And I had indeed drowned in this abundant sea, and the wave of its perilous depths almost destroyed me, while I was that day at an audition (samāʿ) in the city of Zabīd, in the year nine-and-seventy and seven hundred, in the house of our brother the gnostic Shaykh Shihāb al-Dīn Aḥmad al-Raddād; and our master, the teacher of the world, the perfect pole, Abū al-Maʿrūf Sharaf al-Dīn Ismāʿīl ibn Ibrāhīm al-Jabartī, was present that day at the audition. So I called out at the top of my voice: “O God, I seek refuge in You from destroying knowledge; reach me, my master, reach me!” And the shaykh tended me within the very audition, and God transferred me, by his blessing, to the upright ascent that is upon the straight path — “the path of God, to whom belongs whatever is in the heavens and whatever is in the earth; surely to God all matters come home” (42:53). Then know that God created the Muhammadan thought from the light of His Name “the Guide, the Right-Directing”; and when thought had gathered the secrets of these beautiful Names, God created from the thought of Muhammad (God bless him and grant him peace) the spirits of the angels of the heavens and the earth, and charged them with guarding the lower and the upper — so the worlds remain guarded as long as they are watched over by these angels. So when you come upon these secrets, guard them under the concealment of expressions, and do not divulge them, for divulging is betrayal. And God says the truth, and He guides to the way.
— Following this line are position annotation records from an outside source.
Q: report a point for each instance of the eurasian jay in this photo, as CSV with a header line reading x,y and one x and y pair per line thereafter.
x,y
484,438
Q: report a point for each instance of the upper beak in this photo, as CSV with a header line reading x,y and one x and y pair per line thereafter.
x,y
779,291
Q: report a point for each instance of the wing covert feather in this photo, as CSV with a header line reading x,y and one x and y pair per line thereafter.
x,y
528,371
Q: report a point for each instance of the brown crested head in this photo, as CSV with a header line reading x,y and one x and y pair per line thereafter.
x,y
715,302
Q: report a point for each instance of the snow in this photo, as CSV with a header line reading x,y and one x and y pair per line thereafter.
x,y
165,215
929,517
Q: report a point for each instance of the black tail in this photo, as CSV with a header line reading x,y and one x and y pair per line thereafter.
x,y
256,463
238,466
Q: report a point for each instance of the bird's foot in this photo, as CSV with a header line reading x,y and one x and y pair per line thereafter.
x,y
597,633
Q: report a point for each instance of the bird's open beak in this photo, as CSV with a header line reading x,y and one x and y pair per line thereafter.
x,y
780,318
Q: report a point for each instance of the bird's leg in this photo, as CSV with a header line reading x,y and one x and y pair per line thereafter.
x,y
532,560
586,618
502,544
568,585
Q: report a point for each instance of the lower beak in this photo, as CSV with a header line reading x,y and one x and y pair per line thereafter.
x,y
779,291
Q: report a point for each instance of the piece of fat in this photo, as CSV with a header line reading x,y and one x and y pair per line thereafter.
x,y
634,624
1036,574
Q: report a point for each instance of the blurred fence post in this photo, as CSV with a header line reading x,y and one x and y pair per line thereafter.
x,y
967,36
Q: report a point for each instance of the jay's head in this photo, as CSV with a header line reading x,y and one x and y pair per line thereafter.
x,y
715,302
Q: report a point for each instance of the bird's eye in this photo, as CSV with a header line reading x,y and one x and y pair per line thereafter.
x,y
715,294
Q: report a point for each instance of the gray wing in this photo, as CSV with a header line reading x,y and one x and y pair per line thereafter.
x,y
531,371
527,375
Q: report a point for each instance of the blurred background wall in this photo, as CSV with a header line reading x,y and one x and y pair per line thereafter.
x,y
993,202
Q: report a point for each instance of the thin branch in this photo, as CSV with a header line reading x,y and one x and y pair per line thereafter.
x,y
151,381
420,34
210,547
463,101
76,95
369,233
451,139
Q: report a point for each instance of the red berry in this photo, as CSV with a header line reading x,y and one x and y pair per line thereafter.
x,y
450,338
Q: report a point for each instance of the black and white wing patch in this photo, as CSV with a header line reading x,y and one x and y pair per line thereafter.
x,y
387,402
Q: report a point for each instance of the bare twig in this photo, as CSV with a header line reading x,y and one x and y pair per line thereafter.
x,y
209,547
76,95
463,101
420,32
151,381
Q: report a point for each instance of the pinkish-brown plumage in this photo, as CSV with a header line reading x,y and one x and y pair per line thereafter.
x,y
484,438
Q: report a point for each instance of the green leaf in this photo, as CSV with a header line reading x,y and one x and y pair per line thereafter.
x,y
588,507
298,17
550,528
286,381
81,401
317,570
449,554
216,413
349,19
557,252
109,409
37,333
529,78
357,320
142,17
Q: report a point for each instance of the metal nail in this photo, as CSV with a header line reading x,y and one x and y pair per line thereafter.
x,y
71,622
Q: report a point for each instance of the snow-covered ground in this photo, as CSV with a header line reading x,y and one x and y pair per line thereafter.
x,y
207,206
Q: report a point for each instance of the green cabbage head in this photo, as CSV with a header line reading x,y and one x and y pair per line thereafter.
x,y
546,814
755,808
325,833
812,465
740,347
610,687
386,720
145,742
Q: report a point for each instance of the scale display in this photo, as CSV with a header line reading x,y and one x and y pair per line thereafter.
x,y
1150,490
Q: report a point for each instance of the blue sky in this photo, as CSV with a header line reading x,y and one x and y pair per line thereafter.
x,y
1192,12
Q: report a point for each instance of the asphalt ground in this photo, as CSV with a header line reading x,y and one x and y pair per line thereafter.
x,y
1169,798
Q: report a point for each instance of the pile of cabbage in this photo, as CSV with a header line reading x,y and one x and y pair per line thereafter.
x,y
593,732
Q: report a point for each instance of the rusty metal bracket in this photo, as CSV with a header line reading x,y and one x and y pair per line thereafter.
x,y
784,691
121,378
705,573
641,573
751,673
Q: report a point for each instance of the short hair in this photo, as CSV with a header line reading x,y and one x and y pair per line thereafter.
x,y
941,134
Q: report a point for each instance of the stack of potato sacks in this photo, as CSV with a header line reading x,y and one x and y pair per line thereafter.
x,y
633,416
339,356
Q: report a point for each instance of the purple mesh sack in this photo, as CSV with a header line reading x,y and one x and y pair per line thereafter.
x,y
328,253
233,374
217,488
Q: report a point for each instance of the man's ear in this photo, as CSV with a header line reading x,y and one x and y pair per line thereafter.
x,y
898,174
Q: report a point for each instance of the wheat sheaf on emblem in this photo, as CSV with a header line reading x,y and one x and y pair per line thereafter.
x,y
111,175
AI-assisted draft, editor review pending
Bāb 57 — al-Khayāl (Imagination, the substrate of all the worlds)
اعلم وفقك الله أن الخيالَ أصلُ الوجود، والذاتُ الذي فيه كمالُ ظهور المعبود. ألا ترى إلى اعتقادك في الحق وأن له الصفاتِ والأسماءَ، أين محلُّ هذا الاعتقاد الذي ظهر لك فيه اللهُ سبحانه وتعالى؟ إنما هو الخيال؛ فلأجل هذا قلنا إنه الذاتُ الذي فيه كمالُ ظهوره سبحانه. فإذا عرفتَ هذا ظهر لك أن الخيالَ أصلُ جميع العالم، لأن الحقَّ هو أصلُ جميع الأشياء، وأكملُ ظهوره لا يكون إلا في محلٍّ هو الأصل، وذلك المحلُّ هو الخيال. ألا ترى إلى النبي صلى الله عليه وسلم كيف جعل هذا المحسوسَ منامًا والمنامَ خيالًا، فقال: «الناسُ نيامٌ فإذا ماتوا انتبهوا»، يعني تظهر عليهم الحقائقُ التي كانوا عليها في دار الدنيا، فيعرفون أنهم كانوا نيامًا؛ لا أن الموت يحصِّل الانتباه الكلي، فإن الغفلةَ عن الله منسحبةٌ على أهل البرزخ وأهل المحشر وأهل النار وأهل الجنة، إلى أن يتجلَّى عليهم الحقُّ في الكثيب فيشاهدون اللهَ تعالى. وهذه الغفلةُ هي النوم، فكلُّ العوالم أصلُها خيال.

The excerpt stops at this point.